For those who don’t know, RoughDraft (RD) is a tabbed-interface word processor capable of generating straight text or RTF files. This makes the files produced universally portable. Or at least, almost universally portable. It uses your Windows fonts, so you can use whatever your favorite font is. It’s portable, meaning it can be installed to and run from a USBflash drive. It’s very fast, and lightweight from a resource perspective, making it far less cumbersome and memory intensive than an office suite or even just the word processing package of an office suite. (Can you say “feature bloat” and “resource hog”, MS Word and OpenOffice.org? I knew you could.)

It will use any of the available formatting tricks available to the RTF file format. While that’s not a tonof stuff, it’s plenty for formatting scripts for audio or stage, screenplays, or prose. It allows enough formatting for you to have a title, header, sub-header, and body text, and can even go into “typewriter” text mode. Which I don’t like. Just FYI.

It also has a built-in spell check utility, and a live spell check feature so you get the lovely little red squiggle under the misspelled words if you’d like. It does not, however, feature a grammar check utility. If you need that, you’re probably going to want to stay with Word or OO.o, WordPerfect … something large, bloaty and expensive. Something that will hold your hand. RD won’t.
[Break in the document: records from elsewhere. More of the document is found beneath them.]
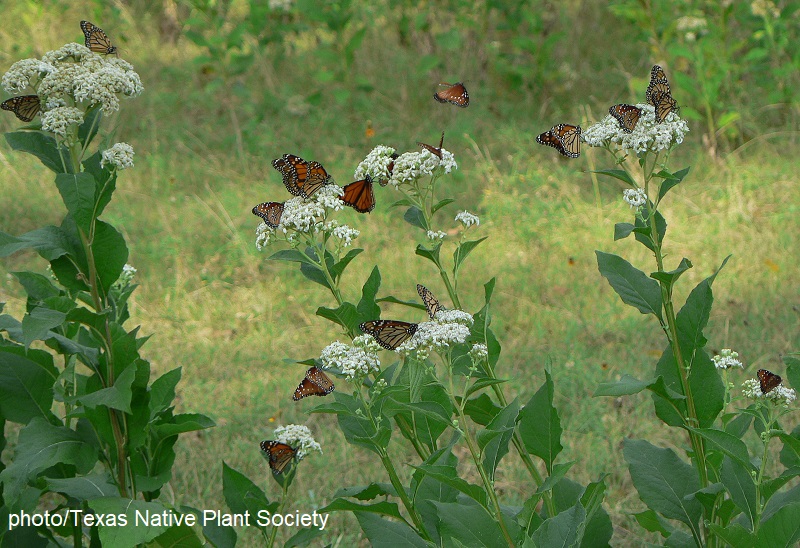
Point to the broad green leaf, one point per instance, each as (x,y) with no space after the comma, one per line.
(632,285)
(663,481)
(539,425)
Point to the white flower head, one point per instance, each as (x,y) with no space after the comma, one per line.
(635,197)
(727,359)
(120,156)
(646,136)
(299,438)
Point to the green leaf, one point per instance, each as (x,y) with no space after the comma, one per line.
(663,481)
(632,285)
(43,147)
(539,425)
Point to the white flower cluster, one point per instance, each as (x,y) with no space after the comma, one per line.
(646,136)
(468,219)
(727,359)
(120,156)
(354,361)
(447,328)
(63,123)
(298,437)
(635,197)
(376,164)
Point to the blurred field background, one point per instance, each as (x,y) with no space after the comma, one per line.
(231,84)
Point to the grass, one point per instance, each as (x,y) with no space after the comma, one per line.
(232,320)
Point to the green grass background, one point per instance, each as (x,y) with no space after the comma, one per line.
(204,141)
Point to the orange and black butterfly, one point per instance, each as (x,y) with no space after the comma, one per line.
(626,115)
(315,383)
(24,107)
(768,380)
(432,304)
(96,39)
(455,94)
(389,333)
(279,454)
(565,138)
(436,151)
(359,195)
(271,213)
(658,94)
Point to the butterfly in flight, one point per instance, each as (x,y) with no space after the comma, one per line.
(565,138)
(301,178)
(279,454)
(626,115)
(658,94)
(315,383)
(96,39)
(436,151)
(270,212)
(389,333)
(768,380)
(359,195)
(24,107)
(432,304)
(455,94)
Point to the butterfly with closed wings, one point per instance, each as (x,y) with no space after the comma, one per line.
(301,178)
(96,39)
(279,455)
(24,107)
(315,383)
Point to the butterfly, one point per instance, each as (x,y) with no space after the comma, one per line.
(626,115)
(768,380)
(316,383)
(24,107)
(432,149)
(658,94)
(359,195)
(271,213)
(96,39)
(389,333)
(280,455)
(455,94)
(301,178)
(565,138)
(432,304)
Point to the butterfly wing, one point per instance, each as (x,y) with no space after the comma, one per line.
(315,383)
(389,333)
(360,195)
(768,380)
(455,94)
(97,40)
(279,454)
(24,107)
(432,304)
(627,116)
(270,212)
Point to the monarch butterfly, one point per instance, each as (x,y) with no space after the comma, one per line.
(432,304)
(271,213)
(626,115)
(389,333)
(455,94)
(565,138)
(24,107)
(96,39)
(768,380)
(432,149)
(658,94)
(301,178)
(315,383)
(359,195)
(279,454)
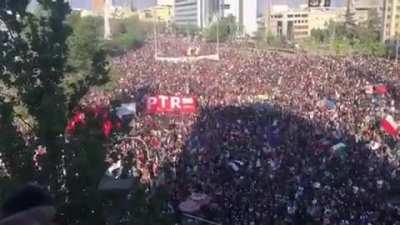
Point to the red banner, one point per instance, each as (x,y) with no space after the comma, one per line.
(170,104)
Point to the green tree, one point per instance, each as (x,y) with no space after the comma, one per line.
(35,62)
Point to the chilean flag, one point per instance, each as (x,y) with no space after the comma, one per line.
(381,89)
(389,125)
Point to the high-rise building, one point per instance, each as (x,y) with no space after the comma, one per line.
(295,24)
(166,2)
(199,13)
(98,6)
(319,3)
(391,20)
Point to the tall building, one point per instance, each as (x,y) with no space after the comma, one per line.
(295,24)
(166,2)
(391,21)
(245,13)
(199,13)
(98,6)
(319,3)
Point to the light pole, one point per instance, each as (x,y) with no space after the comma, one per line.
(107,29)
(397,48)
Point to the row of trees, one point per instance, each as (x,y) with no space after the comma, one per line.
(49,66)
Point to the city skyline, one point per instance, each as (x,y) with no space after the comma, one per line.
(141,4)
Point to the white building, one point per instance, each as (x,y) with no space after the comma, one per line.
(166,2)
(201,13)
(245,12)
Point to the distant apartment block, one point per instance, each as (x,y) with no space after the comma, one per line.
(295,24)
(166,2)
(391,20)
(198,13)
(201,13)
(363,8)
(159,13)
(98,6)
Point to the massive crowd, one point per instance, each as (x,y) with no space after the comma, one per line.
(278,139)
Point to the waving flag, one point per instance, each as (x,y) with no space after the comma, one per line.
(389,125)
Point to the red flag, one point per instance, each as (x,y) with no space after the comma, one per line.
(389,125)
(79,118)
(381,89)
(107,128)
(71,126)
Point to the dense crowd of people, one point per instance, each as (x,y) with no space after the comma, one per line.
(278,139)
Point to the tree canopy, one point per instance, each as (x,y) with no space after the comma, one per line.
(39,53)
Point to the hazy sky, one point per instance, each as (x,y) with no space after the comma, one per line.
(86,4)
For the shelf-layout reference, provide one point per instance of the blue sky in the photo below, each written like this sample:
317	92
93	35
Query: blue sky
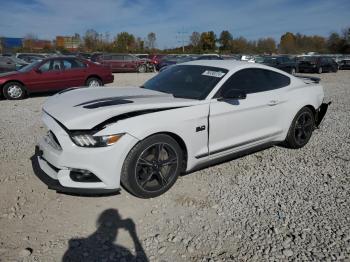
249	18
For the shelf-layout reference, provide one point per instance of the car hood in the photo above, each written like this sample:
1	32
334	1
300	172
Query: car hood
85	108
9	73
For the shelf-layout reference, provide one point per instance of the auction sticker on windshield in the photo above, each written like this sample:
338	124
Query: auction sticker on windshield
218	74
Anyway, the interface is pretty straightforward, it can have up to four documents open at the same time, you can copy and paste to four different “clip” (which are RTF docs created for this purpose), and has a file tree window (sorta like Windows Explorer’s look), and a “pad”, which is a plain text file associated with the RTF/TXT file for your work, and it can contain anything you’d like. I used it as a light-weight outliner in the latter chapters of Ghost Hunters. (Which I still need a title for, dang it.)

It integrates (but not in the portable mode) with WordWeb dictionary, and will use that as its default dictionary if you specify so. You can control the zoom of the interface, which is something nice not all freeware editors offer. (I have poor eyesight and like to keep mine at about 120% to ease eyestrain.)